🤖 AI Summary
Current large language models lack the native spatial reasoning capabilities required to directly analyze three-dimensional medical images such as brain MRI, limiting their utility in complex neuroradiological tasks. This work proposes a training-free agent framework that enables large language models to autonomously perform end-to-end brain MRI analysis by orchestrating external specialized tools—including skull stripping, image registration, and tumor segmentation modules—spanning preprocessing, lesion segmentation, volumetric assessment, and longitudinal treatment response evaluation across multiple timepoints. We demonstrate for the first time the feasibility of training-free agents in high-complexity neuroimaging analysis, introducing both single-agent and multi-expert collaborative mechanisms, and release the first BraTS-based image-prompt-answer evaluation benchmark. Experiments show that the approach efficiently executes these tasks on models such as GPT-5.1, Gemini 3 Pro, and Claude Sonnet 4.5 without any fine-tuning.
📝 Abstract
State-of-the-art large language models (LLMs) show high performance in general visual question answering. However, a fundamental limitation remains: current architectures lack the native 3D spatial reasoning required for direct analysis of volumetric medical imaging, such as CT or MRI. Emerging agentic AI offers a new solution, eliminating the need for intrinsic 3D processing by enabling LLMs to orchestrate and leverage specialized external tools.
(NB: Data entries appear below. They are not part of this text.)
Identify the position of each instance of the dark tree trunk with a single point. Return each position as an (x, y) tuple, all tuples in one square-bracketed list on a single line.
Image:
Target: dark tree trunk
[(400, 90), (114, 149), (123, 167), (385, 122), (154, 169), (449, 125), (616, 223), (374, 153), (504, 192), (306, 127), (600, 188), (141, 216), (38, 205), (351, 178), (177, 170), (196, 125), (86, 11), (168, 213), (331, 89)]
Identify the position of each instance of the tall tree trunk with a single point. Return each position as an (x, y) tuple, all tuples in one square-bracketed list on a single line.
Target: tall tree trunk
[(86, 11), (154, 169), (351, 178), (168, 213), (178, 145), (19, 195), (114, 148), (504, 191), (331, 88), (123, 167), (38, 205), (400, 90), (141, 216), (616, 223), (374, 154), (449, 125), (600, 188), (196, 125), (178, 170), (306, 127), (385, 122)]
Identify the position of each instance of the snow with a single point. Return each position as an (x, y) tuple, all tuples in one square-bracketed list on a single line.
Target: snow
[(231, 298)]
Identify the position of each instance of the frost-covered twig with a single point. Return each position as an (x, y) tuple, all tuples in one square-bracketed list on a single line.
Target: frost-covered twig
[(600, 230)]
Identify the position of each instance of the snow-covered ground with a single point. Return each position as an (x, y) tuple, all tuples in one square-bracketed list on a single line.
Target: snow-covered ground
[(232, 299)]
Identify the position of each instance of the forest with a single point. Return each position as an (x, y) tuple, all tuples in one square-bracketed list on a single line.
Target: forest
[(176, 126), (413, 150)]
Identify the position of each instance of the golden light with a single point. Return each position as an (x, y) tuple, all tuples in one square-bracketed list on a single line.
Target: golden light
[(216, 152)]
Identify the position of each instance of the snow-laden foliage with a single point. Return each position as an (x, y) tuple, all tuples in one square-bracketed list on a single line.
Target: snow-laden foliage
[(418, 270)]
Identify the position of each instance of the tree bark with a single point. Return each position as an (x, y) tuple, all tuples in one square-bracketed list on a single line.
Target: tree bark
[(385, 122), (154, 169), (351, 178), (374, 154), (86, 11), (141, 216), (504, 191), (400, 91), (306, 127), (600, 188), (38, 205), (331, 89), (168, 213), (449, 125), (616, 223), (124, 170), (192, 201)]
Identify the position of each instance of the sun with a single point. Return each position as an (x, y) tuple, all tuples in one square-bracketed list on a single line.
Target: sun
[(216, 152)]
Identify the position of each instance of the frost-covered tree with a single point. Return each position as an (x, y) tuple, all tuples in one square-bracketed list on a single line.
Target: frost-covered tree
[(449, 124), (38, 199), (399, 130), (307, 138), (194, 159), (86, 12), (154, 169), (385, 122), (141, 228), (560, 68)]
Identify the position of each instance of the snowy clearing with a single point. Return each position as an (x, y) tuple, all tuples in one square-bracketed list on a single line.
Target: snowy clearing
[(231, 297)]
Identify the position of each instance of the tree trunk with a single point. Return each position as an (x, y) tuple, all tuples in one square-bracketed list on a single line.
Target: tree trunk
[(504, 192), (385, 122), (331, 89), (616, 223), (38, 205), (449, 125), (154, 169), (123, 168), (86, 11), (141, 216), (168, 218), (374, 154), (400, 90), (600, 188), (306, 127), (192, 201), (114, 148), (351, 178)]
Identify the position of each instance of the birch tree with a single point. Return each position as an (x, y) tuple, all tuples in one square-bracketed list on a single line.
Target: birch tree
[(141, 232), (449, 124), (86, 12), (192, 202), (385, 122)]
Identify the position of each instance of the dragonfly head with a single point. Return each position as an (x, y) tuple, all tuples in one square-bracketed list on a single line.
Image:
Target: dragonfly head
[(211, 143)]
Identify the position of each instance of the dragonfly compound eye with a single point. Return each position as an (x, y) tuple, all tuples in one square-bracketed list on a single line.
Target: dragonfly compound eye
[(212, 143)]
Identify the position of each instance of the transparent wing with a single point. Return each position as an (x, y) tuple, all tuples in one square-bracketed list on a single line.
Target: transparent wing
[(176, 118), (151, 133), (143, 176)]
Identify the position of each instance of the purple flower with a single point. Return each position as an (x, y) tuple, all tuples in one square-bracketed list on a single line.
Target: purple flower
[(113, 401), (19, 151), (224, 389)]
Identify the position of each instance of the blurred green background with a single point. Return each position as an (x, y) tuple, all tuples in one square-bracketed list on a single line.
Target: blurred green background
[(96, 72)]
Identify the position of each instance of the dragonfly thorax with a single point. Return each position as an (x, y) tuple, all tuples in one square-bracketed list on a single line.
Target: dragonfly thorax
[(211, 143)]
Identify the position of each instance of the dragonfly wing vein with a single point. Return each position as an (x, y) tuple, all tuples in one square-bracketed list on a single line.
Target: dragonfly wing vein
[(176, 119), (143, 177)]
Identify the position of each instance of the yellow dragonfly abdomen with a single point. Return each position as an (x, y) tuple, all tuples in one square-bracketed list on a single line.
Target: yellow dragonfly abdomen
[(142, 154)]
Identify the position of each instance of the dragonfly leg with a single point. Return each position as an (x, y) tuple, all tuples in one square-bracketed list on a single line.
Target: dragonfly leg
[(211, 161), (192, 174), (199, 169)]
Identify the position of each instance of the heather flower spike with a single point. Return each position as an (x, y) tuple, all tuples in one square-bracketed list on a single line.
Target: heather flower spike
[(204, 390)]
Yet, the feasibility of such agentic frameworks in complex, multi-step radiological workflows remains underexplored. In this work, we present a training-free agentic pipeline for automated brain MRI analysis. Validating our methodology on several LLMs (GPT-5.1, Gemini 3 Pro, Claude Sonnet 4.5) with off-the-shelf domain-specific tools, our system autonomously executes complex end-to-end workflows, including preprocessing (skull stripping, registration), pathology segmentation (glioma, meningioma, metastases), and volumetric analysis. We evaluate our framework across increasingly complex radiological tasks, from single-scan segmentation and volumetric reporting to longitudinal response assessment requiring multi-timepoint comparisons. We analyze the impact of architectural design by comparing single-agent models against multi-agent "domain-expert" collaborations. Finally, to support rigorous evaluation of future agentic systems, we introduce and release a benchmark dataset of image-prompt-answer tuples derived from public BraTS data. Our results demonstrate that agentic AI can solve highly neuro-radiological image analysis tasks through tool use without the need for training or fine-tuning.